Enkaz başlarında ya da çadır kentlerde kış koşullarında ayakta kalmaya çalışan yüz binlerce depremzedenin çadır talepleri tamamen karşılanabilmiş değil. Karşılandığı yerlerde ise konteyner evler talebi yükseliyor. Temiz su ve tuvalet bulmak hâlâ birer sorun. İHA'lar, SİHA'larla, inşaat hamleleriyle övünen AKP iktidarı ise bu talepleri yerine getirebilmiş değil.
Bilim insanlarının uyarılarına rağmen hızla devreye sokulan yeni yerleşim birimlerinin inşası, büyük ihaleler ile inşaat şirketlerine veriliyor. Herkesin bir an önce, güvenli bir evde yaşaması milyonlarca kişinin talebi. Buna karşılık, bu konutların yapılması iki yıl sürecek. Yani 10 ilde depremin vurduğu yüz binlerce kişi bu süre zarfında büyük sıkıntı çekecek.
Yıkılan şehirlerden çevre illere büyük bir göç dalgası yaşanıyor. Depremzedeler gittikleri illerde fahiş kiralarla karşılaşıyor. Ankara gibi büyük kentlerde ev sahipleri arasında depremzedelere kiralamama eğiliminden söz ediliyor. Emlakları bir yatırım aracı olarak kullanmanın geldiği yer ister çadır, ister konteyner ister betonarme olsun her düzeyde konut sorununun büyümesi. İstanbul'da 900 binden fazla konut boş ve satışa çıkarılmış durumda. Bu konutlara depremzedeler yerleştirilmiyor. Eziyet çekmelerine göz yumuluyor.
Erdoğan yönetimi, Türkiye ekonomisini dünyada ilk 10'a sokacaklarını iddia ediyordu. İşsizliğin azalacağını, enflasyonun tek haneye düşürüleceğini savunuyorlardı. Depremden etkilenen iller, Türkiye kapitalizmin yüzde 10-15'lik payını oluşturuyordu. Sanayi, imalat ve tarım/gıda sektörlerinin yer aldığı şehirlerdeki yıkım, işyerlerinin kapanmasına, işten çıkarmalara, can kaybı ya da zorunlu göç nedeniyle vasıflı iş gücünün yok olmasına neden oldu. Bu durum ülke çapında işsizliği büyütecek. Bu illerdeki üretim eksilmesi sonucu ekonomik küçülme yaşanacak. Yeni yoksullaşma dalgalarıyla geçim sıkıntısı daha artarken bir dizi temel ürünün üretimi azalacak. Bu da - özellikle gıdada - fiyatların tırmanmasına yol açacak.

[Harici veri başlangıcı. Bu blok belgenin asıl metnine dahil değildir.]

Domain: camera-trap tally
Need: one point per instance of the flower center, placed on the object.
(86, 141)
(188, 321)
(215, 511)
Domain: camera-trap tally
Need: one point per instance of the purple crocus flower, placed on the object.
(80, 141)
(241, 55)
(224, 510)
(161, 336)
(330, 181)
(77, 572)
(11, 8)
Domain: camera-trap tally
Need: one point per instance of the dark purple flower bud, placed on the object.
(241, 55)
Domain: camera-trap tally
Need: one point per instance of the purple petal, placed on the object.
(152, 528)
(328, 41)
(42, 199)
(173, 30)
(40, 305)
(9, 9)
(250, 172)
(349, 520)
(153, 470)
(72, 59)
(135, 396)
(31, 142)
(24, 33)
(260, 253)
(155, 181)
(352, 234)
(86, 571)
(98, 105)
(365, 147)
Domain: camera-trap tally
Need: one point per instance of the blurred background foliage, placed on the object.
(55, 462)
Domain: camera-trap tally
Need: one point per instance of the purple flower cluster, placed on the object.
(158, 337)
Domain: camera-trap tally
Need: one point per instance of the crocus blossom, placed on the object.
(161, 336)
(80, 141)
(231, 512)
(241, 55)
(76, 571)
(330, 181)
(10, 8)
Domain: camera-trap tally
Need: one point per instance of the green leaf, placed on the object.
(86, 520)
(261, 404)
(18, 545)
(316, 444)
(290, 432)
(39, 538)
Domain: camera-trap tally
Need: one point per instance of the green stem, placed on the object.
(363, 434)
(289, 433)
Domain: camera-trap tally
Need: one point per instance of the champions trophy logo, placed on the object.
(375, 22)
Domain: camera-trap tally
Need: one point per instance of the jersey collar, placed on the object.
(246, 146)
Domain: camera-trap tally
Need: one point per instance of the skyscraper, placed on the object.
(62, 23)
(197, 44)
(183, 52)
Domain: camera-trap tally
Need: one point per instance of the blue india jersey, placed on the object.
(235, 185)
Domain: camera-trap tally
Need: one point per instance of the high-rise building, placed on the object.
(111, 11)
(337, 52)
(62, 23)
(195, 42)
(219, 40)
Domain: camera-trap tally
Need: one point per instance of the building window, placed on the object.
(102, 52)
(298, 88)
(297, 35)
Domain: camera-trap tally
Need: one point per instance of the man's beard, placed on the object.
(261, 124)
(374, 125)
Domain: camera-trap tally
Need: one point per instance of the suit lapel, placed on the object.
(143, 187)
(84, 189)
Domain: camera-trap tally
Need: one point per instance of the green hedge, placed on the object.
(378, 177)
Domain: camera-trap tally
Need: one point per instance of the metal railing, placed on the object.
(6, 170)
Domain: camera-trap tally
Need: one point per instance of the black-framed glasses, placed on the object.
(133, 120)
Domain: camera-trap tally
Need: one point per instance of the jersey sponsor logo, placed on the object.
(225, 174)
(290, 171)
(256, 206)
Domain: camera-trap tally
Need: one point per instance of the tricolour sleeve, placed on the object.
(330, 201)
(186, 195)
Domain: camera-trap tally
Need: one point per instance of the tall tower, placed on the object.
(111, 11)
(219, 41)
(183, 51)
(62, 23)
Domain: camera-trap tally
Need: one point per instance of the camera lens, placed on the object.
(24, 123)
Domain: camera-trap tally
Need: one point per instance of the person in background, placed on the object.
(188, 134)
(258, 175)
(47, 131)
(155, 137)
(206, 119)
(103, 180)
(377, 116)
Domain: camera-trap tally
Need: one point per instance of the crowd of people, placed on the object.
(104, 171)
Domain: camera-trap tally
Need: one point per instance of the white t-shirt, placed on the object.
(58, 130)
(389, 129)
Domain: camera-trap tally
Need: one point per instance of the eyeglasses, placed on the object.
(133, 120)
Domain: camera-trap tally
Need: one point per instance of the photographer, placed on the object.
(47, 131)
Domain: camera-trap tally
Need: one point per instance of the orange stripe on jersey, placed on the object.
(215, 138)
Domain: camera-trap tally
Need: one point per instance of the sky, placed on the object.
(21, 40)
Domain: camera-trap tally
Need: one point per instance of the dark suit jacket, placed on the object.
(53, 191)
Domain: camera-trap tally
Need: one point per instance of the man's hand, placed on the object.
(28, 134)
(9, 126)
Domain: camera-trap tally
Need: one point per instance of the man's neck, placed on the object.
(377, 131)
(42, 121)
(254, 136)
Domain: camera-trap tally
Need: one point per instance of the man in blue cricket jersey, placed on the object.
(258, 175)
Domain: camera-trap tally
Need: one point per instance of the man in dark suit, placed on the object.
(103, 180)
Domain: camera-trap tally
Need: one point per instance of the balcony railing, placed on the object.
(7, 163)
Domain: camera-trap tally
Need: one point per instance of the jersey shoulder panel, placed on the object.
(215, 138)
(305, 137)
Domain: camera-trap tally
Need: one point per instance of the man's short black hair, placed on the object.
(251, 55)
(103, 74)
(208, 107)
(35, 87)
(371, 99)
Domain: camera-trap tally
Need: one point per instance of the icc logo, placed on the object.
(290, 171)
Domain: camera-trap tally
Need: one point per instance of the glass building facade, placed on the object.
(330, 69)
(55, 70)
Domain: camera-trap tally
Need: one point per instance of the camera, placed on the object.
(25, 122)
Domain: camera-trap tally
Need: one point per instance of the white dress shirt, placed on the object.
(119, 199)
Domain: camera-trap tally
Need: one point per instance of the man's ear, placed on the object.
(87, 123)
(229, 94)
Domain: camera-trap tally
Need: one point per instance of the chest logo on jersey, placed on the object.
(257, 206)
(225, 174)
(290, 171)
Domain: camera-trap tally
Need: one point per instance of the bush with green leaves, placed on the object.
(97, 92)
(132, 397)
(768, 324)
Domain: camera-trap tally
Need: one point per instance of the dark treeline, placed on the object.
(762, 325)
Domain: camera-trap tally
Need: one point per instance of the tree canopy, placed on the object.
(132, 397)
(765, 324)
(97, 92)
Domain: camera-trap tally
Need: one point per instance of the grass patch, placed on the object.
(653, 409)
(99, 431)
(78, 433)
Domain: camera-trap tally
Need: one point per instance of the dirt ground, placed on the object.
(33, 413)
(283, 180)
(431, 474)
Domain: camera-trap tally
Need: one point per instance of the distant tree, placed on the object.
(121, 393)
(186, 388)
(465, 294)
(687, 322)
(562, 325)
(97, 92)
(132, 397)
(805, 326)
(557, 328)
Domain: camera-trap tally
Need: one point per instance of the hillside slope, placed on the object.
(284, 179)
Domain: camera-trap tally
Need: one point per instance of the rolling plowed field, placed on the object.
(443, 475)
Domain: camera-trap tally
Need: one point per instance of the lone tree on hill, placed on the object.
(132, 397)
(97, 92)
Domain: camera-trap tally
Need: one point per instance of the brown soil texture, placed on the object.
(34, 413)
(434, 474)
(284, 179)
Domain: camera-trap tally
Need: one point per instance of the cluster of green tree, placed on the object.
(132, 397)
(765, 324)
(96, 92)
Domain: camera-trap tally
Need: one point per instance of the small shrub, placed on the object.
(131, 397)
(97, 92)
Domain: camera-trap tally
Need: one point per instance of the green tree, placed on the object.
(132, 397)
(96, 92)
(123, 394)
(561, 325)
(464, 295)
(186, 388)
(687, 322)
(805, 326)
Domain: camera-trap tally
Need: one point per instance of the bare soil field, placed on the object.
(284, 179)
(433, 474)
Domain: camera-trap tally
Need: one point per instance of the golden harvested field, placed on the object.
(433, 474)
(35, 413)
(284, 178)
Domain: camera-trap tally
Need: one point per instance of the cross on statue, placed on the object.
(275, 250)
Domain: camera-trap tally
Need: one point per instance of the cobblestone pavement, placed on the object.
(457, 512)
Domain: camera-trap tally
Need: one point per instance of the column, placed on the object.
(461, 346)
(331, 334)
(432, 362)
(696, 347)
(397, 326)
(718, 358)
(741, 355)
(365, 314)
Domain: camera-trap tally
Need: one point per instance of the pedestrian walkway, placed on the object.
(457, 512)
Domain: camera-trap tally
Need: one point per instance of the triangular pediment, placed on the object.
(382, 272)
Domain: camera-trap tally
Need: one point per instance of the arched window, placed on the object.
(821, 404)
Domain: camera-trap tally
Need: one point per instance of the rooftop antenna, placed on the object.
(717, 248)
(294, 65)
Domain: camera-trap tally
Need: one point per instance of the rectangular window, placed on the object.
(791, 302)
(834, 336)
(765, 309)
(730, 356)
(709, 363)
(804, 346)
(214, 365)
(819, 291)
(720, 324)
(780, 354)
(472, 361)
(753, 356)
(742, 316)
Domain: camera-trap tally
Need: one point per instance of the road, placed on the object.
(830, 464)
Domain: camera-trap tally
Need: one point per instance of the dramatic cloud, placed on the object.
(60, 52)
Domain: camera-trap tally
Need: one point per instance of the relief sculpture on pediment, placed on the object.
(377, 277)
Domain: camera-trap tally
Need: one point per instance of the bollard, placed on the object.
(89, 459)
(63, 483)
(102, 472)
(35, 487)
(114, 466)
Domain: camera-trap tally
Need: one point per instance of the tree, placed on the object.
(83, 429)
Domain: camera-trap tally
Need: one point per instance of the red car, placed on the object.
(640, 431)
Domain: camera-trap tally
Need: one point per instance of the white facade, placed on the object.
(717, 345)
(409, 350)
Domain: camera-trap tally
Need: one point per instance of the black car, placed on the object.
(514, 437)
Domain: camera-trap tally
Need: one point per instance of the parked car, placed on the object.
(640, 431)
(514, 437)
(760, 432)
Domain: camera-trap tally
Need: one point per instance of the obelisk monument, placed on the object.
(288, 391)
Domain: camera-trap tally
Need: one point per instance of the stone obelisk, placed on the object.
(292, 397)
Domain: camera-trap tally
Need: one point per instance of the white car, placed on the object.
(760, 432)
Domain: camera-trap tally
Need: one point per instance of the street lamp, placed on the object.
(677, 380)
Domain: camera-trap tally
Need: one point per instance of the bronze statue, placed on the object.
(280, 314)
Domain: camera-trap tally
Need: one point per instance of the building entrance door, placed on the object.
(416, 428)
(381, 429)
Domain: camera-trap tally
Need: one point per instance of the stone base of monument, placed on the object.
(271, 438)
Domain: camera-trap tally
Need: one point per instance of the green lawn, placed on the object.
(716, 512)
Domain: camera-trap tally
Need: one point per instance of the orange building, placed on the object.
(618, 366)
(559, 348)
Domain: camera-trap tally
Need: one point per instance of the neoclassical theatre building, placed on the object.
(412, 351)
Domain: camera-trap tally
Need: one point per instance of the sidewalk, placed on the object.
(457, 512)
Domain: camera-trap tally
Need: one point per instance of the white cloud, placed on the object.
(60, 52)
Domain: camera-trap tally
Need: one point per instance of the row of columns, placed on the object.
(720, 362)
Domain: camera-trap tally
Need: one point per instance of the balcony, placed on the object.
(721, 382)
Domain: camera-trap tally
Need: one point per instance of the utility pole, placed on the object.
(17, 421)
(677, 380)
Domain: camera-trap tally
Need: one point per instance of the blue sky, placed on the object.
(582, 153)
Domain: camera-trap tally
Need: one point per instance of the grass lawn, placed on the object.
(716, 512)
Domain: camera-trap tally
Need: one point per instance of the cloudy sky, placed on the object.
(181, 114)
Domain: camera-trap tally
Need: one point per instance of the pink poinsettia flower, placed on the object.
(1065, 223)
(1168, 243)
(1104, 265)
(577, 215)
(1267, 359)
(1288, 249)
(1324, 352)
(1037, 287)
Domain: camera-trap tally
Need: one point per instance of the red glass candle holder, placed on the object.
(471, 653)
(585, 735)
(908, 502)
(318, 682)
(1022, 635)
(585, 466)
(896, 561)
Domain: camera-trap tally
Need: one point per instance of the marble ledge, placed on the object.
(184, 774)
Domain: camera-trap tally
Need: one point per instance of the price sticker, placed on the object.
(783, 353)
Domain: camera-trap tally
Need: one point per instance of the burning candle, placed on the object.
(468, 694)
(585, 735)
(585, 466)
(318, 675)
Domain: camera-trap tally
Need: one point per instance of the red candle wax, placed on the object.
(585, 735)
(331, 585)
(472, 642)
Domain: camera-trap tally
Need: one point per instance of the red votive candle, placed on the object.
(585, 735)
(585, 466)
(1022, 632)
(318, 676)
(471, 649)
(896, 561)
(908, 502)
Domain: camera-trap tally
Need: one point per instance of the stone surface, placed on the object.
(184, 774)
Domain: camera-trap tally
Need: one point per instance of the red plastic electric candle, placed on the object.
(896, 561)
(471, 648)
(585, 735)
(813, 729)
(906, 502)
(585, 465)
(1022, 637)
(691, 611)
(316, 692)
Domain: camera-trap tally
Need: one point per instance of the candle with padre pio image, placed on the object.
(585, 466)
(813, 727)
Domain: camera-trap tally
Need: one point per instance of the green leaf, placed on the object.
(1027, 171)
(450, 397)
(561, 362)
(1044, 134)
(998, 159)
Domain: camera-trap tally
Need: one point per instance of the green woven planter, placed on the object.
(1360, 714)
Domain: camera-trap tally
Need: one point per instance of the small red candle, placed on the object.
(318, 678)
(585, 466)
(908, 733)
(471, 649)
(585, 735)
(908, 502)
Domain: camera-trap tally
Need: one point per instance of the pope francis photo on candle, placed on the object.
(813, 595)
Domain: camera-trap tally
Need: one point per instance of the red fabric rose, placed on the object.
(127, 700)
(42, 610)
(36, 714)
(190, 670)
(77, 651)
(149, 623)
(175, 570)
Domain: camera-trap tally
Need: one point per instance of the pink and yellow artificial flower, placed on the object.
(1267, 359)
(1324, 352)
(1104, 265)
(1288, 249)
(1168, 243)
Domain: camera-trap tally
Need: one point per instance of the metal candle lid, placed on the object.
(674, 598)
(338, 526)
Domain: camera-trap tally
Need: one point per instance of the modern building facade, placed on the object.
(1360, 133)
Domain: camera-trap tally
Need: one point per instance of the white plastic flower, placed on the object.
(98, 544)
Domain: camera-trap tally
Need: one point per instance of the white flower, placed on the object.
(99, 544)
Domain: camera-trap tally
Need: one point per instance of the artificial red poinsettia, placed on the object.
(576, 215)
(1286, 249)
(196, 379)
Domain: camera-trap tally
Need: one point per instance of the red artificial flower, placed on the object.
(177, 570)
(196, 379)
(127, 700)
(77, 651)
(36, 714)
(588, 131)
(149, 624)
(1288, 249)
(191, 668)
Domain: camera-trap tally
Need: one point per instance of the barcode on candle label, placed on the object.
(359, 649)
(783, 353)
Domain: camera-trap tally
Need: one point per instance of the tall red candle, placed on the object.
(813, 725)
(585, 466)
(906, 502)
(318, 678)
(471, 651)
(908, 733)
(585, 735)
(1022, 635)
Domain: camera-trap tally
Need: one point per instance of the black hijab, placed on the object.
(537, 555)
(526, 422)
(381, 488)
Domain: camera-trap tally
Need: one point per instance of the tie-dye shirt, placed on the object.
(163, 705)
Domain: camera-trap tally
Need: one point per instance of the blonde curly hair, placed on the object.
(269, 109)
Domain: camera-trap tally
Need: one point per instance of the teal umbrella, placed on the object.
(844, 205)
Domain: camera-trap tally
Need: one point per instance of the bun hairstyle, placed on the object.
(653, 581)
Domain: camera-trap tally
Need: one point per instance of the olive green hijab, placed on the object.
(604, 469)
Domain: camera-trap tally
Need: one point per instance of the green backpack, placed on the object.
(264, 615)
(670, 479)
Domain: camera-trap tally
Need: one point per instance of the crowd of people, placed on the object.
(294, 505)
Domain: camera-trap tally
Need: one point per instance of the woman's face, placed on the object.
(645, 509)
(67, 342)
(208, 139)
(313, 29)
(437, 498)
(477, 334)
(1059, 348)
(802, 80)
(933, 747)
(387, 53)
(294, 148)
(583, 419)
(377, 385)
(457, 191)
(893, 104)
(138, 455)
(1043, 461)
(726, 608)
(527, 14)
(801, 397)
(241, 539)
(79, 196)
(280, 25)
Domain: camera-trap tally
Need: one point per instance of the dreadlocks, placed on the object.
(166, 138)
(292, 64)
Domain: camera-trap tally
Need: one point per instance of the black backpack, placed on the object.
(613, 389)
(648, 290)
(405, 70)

Seçimlere giden iktidarın en büyük propaganda silahının, deprem bölgesinin yeniden inşası ve konut hamlesi olacağını bizzat Erdoğan duyurdu. Kapitalizm, her yıkımı bir kazanç kapısı olarak görür. Çimento, demir, beton üreten dev şirketler ve iktidarın kayırdığı inşaat şirketleri yani müteahhitler ellerini ovuşturuyor. Onları ev eşyası üreticisi büyük şirketler izliyor. AKP iktidarı 23 yıl boyunca inşaatı ekonominin motor gücü olarak kullandı. Fakat inşaatın ekonomik çarkları döndüremediği, 2018'den bu yana süren kaynak kriziyle birlikte anlaşıldı. Bu hamle, yüz binlerce inşaat işçisi için ekmek kapısı olacak. Sendikal örgütlenmeden yoksun inşaat işçilerini, insanca ücret, sağlıklı yemekler ve iyi barınma koşulları için mücadeleler bekliyor.
Depremin kritik ilk üç gününde buharlaşan devleti yönetenlerin yarattıkları felaket sonucu yenilip yenilmeyecekleri, sadece deprem günahlarıyla değil geçim sıkıntısından adaletsizliğe, eşitsizliklerden özgürlüksüzlüğe uzanan bir dizi konuda sosyal muhalefetin sesini yükseltmesine ve acil talepleri kazanmak için harekete geçmesine bağlı.